# Trouble

• May 7th 2012, 08:23 PM
bigtumbler
Trouble
Solve the equation

In10^x=Log e^x +2

Now I got

xIn10 = xLog e +2
x 2.302585093 = x 0.434294481 + 2

x = 0.434294481 +2/2.302585093

so x = 1.0572066

But imputting this into the original equation is incorrect. Where did I go wrong? Help would be much appreciated thank you.

Simon
• May 7th 2012, 08:44 PM
Prove It
Re: Trouble
Quote:

Originally Posted by bigtumbler
Solve the equation

In10^x=Log e^x +2

Now I got

xIn10 = xLog e +2
x 2.302585093 = x 0.434294481 + 2

x = 0.434294481 +2/2.302585093

so x = 1.0572066

But imputting this into the original equation is incorrect. Where did I go wrong? Help would be much appreciated thank you.

Simon

This is almost unreadable. What base is the logarithm on the right hand side? If it's base e, why not just use ln like on the LHS? Assuming it is...

\displaystyle \displaystyle \begin{align*} \ln{\left(10^x\right)} &= \ln{\left(e^x\right)} + 2 \\ \ln{\left(10^x\right)} - \ln{\left(e^x\right)} &= 2 \\ \ln{\left(\frac{10^x}{e^x}\right)} &= 2 \\ \ln{\left[\left(\frac{10}{e}\right)^x\right]} &= 2 \\ x\ln{\left(\frac{10}{e}\right)} &= 2 \\ x &= \frac{2}{\ln{\left(\frac{10}{e}\right)}} \\ x &= \frac{2}{\ln{10} - \ln{e}} \\ x &= \frac{2}{\ln{10} - 1} \end{align*}
• May 7th 2012, 08:56 PM
bigtumbler
Re: Trouble
This is how the equation was written to me. I am not sure why you used (In) on the RHS sinc In(e)=1 and log(e^1) = 0.434 approx.

Simon
• May 7th 2012, 09:29 PM
princeps
Re: Trouble
$\displaystyle \ln 10^x=\log_{10}e^x+2$

$\displaystyle x\ln 10=x\log_{10}e+2$

$\displaystyle x \cdot \left(\ln 10-\frac{1}{\ln 10}\right)=2$

Hence :

$\displaystyle x=\frac{2\ln 10}{\ln^2 10-1}$
• May 8th 2012, 12:07 AM
bigtumbler
Re: Trouble
Thank you very much :). I didn't know log10e = 1/In10. How come you used a minus instead of In10/(1/In10) a division sign? Sorry that my equations are not that clear. Unsure how to format it otherwise.
• May 8th 2012, 12:28 AM
princeps
Re: Trouble
Quote:

Originally Posted by bigtumbler
Thank you very much :). I didn't know log10e = 1/In10. How come you used a minus instead of In10/(1/In10) a division sign? Sorry that my equations are not that clear. Unsure how to format it otherwise.

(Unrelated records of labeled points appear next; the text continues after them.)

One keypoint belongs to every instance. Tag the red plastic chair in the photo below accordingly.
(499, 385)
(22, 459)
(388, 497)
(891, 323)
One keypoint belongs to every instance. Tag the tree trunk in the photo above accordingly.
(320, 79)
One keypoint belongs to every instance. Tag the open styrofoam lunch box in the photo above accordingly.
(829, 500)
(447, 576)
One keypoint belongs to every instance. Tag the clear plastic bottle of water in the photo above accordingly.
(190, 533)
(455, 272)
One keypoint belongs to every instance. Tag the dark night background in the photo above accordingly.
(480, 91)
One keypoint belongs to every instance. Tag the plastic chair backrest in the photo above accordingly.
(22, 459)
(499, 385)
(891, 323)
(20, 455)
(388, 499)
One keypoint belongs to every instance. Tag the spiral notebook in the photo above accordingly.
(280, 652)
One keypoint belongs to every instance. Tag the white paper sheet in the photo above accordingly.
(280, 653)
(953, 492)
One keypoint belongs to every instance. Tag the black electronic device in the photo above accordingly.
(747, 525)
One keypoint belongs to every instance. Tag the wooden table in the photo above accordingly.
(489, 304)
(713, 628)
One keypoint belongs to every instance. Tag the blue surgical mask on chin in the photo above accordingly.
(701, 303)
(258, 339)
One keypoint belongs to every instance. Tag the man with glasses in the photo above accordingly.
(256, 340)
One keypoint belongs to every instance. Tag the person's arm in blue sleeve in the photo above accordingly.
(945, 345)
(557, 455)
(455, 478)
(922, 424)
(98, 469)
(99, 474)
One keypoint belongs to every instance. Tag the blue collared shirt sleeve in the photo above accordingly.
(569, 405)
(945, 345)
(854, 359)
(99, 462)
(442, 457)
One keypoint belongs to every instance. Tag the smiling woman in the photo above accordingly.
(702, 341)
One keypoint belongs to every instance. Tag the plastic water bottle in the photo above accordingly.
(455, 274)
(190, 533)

$\displaystyle x\cdot a=x\cdot b+c \Rightarrow x\cdot a-x\cdot b=c\Rightarrow x \cdot(a-b)=c$
• May 8th 2012, 12:48 AM
bigtumbler
Re: Trouble
Ok so if it was for example 6x=4x +2 you would minus it (6x-4x=2) ? I always thought you had to divide because 6x=12 you divide.
• May 9th 2012, 12:33 PM
HallsofIvy
Re: Trouble
Do you not understand why you do those things? Your objective is to solve for x- that is, get x alone on one side. Since, in the second case, the only reason x is NOT alone is because it is multiplied by 6, it makes sense to divide by 6 to get 6x/6= 12/6. But that is NOT the case in "6x= 4x+ 2". You could divide both sides by 6- you would get x= (4/6)x+ (2/6)= (2/3)x+ (1/3). But because you still have x on both sides of the equation, that does not help a lot- and it has those annoying fractions. Instead, it is better to get rid of that "4x" on the right side. And because it is added you get rid of 4x by subtracting it from both sides:
6x- 4x= 4x+ 2- 4x or 2x= 2. Now what do you do to find x?

Also, going back to the original problem, you really need to distinguish between "I" (large letter "i") and "l" (small letter "L"). The symbol for the natural logarithm is "ln", not "In".